1. Stakeholder: The trial judge had concluded that the Conveyancer was not a stakeholder. Vendors conceded that the trial court judge misunderstood the contract in declaring that the Conveyancer was not a stakeholder. The appellate court found that the text of the contract specifically stipulated that the Conveyancer would hold the guarantee as a stakeholder. The appellate court then reviewed prior precedent regarding the role of the stakeholder, concluding that "whether the deposit is held on trust or under a contractual or quasi-contractual obligation, it is the duty of the stakeholder to hold it in medio pending outcome of a future event", and declined to address the trustee issue as inappropriate to the appeal.

2. Damages as an Adequate Remedy: The trial court's basis for finding that damages were adequate in the event of a rescinded contract was that Principal could simply file suit and recover the proceeds of the guarantee.
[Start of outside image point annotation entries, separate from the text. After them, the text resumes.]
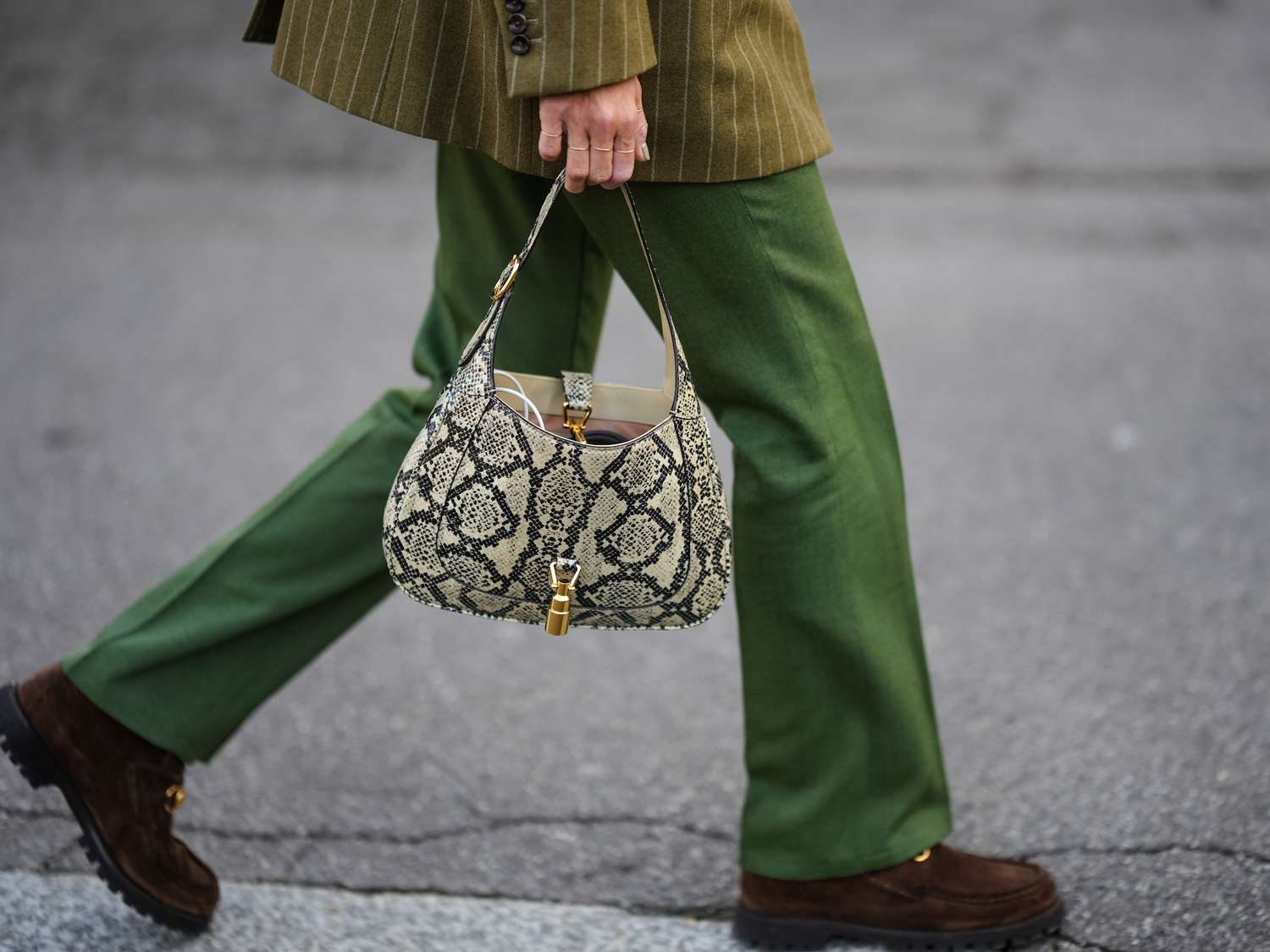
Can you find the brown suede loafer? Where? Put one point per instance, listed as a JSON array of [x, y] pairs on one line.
[[122, 790], [942, 899]]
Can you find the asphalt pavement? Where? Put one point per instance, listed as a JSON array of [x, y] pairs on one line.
[[1058, 212]]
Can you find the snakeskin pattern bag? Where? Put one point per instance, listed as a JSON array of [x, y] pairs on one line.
[[495, 515]]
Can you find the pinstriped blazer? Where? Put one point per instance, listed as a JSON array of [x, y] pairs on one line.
[[726, 83]]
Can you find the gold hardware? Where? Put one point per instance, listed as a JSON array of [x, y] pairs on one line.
[[175, 796], [507, 278], [558, 611], [577, 426]]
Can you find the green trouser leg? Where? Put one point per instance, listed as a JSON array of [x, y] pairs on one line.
[[841, 744], [841, 741], [185, 664]]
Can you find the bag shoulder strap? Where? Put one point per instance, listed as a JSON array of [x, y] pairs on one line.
[[503, 286]]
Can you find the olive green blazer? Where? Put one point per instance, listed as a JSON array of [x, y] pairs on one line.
[[726, 88]]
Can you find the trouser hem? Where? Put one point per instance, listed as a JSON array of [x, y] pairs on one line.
[[787, 866]]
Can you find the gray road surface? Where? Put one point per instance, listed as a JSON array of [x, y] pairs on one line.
[[1059, 216]]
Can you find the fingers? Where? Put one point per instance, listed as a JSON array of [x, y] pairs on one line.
[[624, 160], [551, 137], [599, 134], [601, 157], [577, 165]]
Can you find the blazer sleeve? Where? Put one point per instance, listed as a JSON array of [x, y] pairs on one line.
[[573, 45]]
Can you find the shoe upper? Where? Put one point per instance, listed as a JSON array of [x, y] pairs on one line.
[[947, 891], [130, 786]]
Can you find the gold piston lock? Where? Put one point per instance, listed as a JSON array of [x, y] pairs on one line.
[[561, 599]]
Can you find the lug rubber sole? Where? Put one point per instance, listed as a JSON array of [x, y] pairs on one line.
[[36, 763], [775, 932]]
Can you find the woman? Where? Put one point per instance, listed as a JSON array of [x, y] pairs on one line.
[[710, 107]]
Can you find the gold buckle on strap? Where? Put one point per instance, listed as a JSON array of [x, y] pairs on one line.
[[576, 426], [507, 278]]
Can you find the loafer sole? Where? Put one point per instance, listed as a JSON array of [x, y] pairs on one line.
[[36, 763], [777, 932]]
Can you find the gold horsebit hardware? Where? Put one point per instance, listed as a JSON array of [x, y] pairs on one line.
[[577, 426], [174, 797], [507, 278], [558, 611]]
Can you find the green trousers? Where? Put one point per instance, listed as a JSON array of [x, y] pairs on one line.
[[841, 741]]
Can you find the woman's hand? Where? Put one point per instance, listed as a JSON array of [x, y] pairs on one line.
[[602, 129]]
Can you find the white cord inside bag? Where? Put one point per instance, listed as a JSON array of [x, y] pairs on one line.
[[520, 393]]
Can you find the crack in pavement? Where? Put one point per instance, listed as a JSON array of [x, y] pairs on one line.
[[500, 823], [1079, 944], [375, 837], [1153, 850]]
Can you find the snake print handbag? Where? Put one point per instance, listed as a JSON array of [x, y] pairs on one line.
[[498, 515]]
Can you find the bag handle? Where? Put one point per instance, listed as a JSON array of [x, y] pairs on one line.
[[503, 286]]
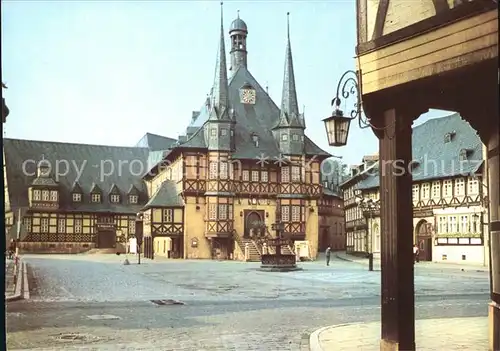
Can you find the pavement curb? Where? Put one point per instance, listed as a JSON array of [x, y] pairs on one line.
[[343, 258], [314, 344], [19, 285], [26, 287]]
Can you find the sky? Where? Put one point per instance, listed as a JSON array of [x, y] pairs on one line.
[[107, 72]]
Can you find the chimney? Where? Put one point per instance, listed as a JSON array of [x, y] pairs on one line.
[[194, 115]]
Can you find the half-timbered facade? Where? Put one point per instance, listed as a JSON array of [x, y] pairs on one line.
[[71, 198], [449, 214], [241, 161], [413, 56]]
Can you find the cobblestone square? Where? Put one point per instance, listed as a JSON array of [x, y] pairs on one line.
[[97, 302]]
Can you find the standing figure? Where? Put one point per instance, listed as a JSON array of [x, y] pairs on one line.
[[328, 252], [416, 253]]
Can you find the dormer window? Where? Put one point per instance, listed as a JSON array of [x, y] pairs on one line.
[[96, 198], [53, 195], [247, 94], [133, 199], [255, 139], [37, 195], [448, 137]]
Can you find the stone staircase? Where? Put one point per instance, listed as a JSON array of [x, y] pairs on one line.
[[254, 252]]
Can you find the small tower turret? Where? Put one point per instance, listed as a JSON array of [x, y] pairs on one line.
[[290, 129], [219, 129], [238, 33]]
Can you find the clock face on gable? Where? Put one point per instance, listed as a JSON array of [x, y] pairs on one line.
[[247, 96]]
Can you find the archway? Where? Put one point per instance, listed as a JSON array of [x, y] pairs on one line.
[[251, 218]]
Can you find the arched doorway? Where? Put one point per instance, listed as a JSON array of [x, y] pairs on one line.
[[251, 218], [424, 239]]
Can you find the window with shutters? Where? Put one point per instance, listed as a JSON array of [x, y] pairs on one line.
[[285, 213], [44, 225], [223, 170], [78, 226], [285, 174], [255, 176], [131, 226], [53, 195], [296, 214], [168, 215], [459, 187], [436, 190], [245, 175], [295, 174], [61, 225], [425, 191], [213, 170], [27, 224], [473, 186], [447, 188], [264, 176], [222, 212], [416, 193], [212, 211]]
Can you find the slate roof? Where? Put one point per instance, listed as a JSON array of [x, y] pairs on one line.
[[256, 119], [165, 196], [96, 162], [437, 158], [155, 142]]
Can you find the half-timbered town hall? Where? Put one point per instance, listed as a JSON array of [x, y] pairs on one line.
[[243, 164]]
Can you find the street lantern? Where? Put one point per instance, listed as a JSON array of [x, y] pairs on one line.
[[337, 125], [337, 128]]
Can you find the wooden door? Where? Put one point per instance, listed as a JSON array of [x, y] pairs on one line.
[[106, 240]]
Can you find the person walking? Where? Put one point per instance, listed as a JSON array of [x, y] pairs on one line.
[[328, 252], [416, 253]]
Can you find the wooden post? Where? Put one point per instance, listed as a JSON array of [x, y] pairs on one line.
[[398, 296], [493, 154]]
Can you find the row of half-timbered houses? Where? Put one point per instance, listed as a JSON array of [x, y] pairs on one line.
[[450, 218], [242, 164]]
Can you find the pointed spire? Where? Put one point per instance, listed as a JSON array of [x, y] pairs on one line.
[[220, 96], [289, 104]]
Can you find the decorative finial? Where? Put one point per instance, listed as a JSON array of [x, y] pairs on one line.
[[288, 24], [221, 13]]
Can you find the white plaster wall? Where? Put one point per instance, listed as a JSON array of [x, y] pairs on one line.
[[474, 254]]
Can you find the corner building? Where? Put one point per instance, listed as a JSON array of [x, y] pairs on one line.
[[242, 161]]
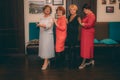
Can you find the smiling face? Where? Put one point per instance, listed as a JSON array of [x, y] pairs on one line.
[[86, 11], [59, 13], [73, 11]]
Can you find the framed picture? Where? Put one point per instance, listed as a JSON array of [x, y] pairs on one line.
[[48, 1], [112, 1], [109, 9], [58, 2], [104, 2]]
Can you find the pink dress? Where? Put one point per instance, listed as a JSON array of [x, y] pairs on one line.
[[61, 32], [87, 36]]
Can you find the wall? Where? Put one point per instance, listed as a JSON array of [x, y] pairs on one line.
[[102, 16], [34, 17]]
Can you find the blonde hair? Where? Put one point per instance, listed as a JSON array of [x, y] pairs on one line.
[[73, 6]]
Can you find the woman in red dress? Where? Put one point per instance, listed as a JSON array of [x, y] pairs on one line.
[[87, 36], [61, 33]]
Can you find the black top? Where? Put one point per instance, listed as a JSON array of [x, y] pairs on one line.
[[72, 31]]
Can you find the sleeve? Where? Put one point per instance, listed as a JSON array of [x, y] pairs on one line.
[[90, 22], [62, 24]]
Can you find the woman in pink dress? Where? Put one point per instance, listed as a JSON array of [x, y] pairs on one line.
[[61, 33], [87, 36]]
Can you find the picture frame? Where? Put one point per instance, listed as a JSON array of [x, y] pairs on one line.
[[58, 2], [109, 9]]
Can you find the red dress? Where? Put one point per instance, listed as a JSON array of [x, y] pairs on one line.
[[87, 36], [61, 32]]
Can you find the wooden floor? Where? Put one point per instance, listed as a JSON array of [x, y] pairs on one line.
[[29, 68]]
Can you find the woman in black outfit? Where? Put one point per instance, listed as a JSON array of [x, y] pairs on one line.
[[72, 33]]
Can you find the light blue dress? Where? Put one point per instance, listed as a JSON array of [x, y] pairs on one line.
[[46, 39]]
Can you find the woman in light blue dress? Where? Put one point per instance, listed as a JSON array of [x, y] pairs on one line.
[[46, 41]]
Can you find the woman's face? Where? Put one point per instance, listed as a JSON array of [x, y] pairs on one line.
[[59, 13], [85, 11], [47, 11], [73, 11]]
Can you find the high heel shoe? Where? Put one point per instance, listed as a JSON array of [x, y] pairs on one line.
[[44, 67], [82, 66]]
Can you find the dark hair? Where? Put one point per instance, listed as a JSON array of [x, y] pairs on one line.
[[61, 9], [86, 6], [47, 6]]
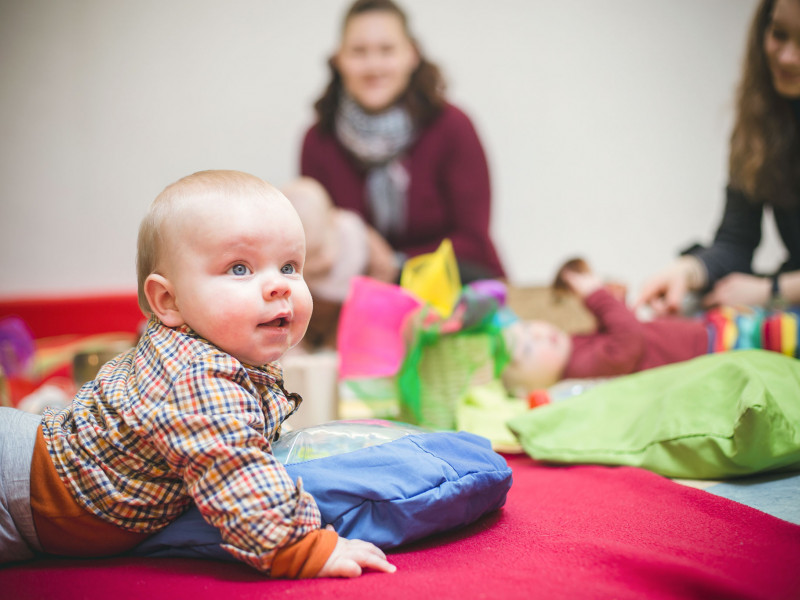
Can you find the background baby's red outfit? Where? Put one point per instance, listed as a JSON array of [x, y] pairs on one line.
[[622, 344]]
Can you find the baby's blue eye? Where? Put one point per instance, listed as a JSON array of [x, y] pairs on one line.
[[239, 270]]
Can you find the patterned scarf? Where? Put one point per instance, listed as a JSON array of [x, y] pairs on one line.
[[379, 141]]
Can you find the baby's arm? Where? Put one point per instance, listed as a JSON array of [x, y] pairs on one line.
[[213, 433], [616, 348]]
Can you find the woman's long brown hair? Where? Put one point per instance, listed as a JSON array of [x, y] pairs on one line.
[[764, 161], [423, 98]]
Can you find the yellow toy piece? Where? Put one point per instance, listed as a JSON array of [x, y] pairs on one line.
[[434, 278]]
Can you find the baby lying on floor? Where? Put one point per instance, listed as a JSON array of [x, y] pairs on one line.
[[542, 354]]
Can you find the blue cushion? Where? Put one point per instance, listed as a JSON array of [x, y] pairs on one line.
[[389, 494]]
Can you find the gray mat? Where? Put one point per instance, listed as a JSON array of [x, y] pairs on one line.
[[777, 494]]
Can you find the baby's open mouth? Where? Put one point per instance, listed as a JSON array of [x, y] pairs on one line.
[[279, 322]]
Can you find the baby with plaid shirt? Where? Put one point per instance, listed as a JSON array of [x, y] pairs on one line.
[[190, 414]]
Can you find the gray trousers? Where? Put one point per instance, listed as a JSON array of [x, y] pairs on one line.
[[18, 539]]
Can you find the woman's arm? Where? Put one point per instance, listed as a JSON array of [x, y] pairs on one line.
[[737, 238]]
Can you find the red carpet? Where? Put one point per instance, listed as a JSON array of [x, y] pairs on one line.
[[572, 532]]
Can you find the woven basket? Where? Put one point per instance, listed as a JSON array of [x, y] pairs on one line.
[[447, 370]]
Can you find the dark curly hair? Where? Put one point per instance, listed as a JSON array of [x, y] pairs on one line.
[[423, 98], [764, 158]]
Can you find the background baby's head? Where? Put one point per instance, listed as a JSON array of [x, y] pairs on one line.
[[318, 215], [176, 201], [539, 351]]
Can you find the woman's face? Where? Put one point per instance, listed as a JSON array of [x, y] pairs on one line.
[[782, 47], [376, 59]]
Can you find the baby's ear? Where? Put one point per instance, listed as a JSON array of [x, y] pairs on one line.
[[161, 297]]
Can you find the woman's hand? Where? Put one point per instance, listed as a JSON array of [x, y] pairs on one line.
[[665, 292], [740, 288], [350, 557]]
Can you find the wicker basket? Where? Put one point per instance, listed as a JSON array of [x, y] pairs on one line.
[[447, 369]]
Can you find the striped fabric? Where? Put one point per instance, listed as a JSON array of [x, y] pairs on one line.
[[176, 420], [742, 328]]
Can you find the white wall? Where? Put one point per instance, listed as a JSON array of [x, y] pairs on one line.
[[605, 121]]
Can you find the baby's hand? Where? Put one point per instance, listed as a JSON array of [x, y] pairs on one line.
[[350, 557]]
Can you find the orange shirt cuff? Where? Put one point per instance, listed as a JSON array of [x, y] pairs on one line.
[[305, 558]]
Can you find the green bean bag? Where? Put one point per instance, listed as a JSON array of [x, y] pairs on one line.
[[716, 416]]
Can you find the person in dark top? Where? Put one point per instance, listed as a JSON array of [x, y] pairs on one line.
[[764, 171], [390, 147]]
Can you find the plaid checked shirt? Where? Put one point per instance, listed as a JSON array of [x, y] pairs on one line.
[[176, 420]]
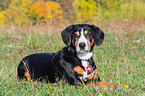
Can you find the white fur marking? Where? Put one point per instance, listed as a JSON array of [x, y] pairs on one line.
[[82, 39]]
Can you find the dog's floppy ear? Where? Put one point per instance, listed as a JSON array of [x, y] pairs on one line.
[[66, 34], [98, 35]]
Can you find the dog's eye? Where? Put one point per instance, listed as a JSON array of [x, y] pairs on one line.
[[75, 35], [88, 35]]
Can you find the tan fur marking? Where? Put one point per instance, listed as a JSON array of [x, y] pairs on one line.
[[94, 75], [79, 70], [28, 76], [85, 32], [78, 33], [73, 42]]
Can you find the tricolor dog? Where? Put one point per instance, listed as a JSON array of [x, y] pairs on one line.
[[74, 63]]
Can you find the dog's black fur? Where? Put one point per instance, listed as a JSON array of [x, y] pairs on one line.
[[62, 64]]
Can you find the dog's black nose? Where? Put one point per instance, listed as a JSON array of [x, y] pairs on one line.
[[82, 45]]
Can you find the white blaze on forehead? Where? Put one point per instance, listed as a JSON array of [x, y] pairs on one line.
[[82, 39]]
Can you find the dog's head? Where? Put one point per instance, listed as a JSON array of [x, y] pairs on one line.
[[83, 37]]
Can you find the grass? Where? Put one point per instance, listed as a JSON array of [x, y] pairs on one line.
[[120, 59]]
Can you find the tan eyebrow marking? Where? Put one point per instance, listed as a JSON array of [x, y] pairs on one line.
[[85, 32], [78, 33]]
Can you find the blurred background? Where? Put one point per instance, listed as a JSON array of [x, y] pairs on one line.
[[31, 12]]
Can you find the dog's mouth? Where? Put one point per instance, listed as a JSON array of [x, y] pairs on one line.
[[83, 51]]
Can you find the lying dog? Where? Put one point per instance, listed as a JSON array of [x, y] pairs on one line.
[[74, 63]]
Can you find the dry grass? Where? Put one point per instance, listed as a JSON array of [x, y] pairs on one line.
[[120, 59]]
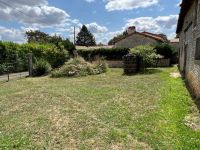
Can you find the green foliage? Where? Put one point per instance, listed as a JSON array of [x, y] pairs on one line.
[[41, 67], [165, 50], [147, 54], [108, 54], [39, 37], [85, 37], [118, 37], [16, 55], [79, 67], [55, 56]]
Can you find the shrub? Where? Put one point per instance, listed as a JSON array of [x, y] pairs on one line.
[[54, 55], [108, 54], [165, 50], [79, 67], [41, 67], [147, 55]]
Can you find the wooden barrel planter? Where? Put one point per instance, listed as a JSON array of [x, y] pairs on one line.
[[131, 64]]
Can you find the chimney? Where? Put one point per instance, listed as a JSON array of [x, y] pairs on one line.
[[131, 30]]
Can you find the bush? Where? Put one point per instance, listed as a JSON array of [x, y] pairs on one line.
[[147, 55], [108, 54], [41, 67], [79, 67], [51, 53], [165, 50], [16, 55]]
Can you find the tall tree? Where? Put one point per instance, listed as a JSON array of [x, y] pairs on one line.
[[85, 37]]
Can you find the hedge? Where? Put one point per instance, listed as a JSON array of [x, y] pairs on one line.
[[15, 55], [108, 54]]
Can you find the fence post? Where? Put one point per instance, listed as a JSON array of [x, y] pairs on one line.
[[30, 64]]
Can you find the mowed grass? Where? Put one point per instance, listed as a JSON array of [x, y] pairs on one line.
[[108, 111]]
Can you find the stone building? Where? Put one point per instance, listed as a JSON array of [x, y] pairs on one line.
[[134, 38], [188, 31]]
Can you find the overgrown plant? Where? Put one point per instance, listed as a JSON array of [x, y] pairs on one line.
[[147, 55], [77, 67], [41, 67]]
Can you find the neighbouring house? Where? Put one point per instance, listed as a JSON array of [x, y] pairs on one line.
[[188, 31], [134, 38], [175, 43]]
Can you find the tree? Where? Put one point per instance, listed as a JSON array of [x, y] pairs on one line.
[[118, 37], [37, 37], [85, 37], [44, 38]]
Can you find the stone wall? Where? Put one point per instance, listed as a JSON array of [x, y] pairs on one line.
[[188, 37], [135, 40], [115, 64]]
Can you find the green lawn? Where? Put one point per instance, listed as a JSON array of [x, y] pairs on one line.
[[108, 111]]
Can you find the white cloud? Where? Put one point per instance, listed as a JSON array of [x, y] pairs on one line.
[[89, 1], [15, 35], [95, 28], [32, 13], [113, 5], [160, 24]]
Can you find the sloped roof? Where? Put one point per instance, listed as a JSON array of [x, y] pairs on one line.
[[147, 34], [185, 6]]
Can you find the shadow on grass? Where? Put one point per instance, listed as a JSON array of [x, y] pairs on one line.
[[150, 71], [191, 91], [146, 72]]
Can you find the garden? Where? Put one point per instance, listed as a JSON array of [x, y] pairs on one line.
[[77, 102], [150, 110]]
The appellate court, however, noted that the Principal would not have a suit against the Vendors, but only against the Conveyancer/stakeholder. Furthermore, the appellate court was more interested in protecting the Principal's property right over the deposit, favoring an injunction.

3. Interlocutory Injunctions: For an interlocutory injunction to be granted, the party seeking the injunction must have a prima facie case with "a sufficient likelihood of success to justify, in the circumstances, the preservation of the status quo pending the trial". Additionally, the party seeking the injunction must show it would suffer greater hardship without an injunction than the other party would suffer with an injunction. The Vendors "conceded that they would face no real prejudice with the granting of an injunction, and that there was a prima facie case to be tried." Given that Purchaser had a prima facie case with a reasonable chance of success, and an injunction would not impose hardship on Vendors, the Judge found an interlocutory injunction appropriate.

Comment:

1. This decision is seriously problematic for Australian law regarding independent undertakings. Instead of treating the bank guarantee as independent of the underlying transaction, the appellate court interprets its significance by virtue of the terms of the underlying agreement that were meant to apply to an escrow deposit. It then emasculates the bank guarantee by determining the role of the escrow agent who should have "held" the escrowed funds as a stakeholder. If, as is suggested, the Vendors were the Beneficiaries, the theoretical "holding" of the bank guarantee is irrelevant. The appellate court is wrong in concluding that the substitution of a bank guarantee did not change the relationships. Only LC fraud would have justified an injunction and certainly not what is a mere contract dispute.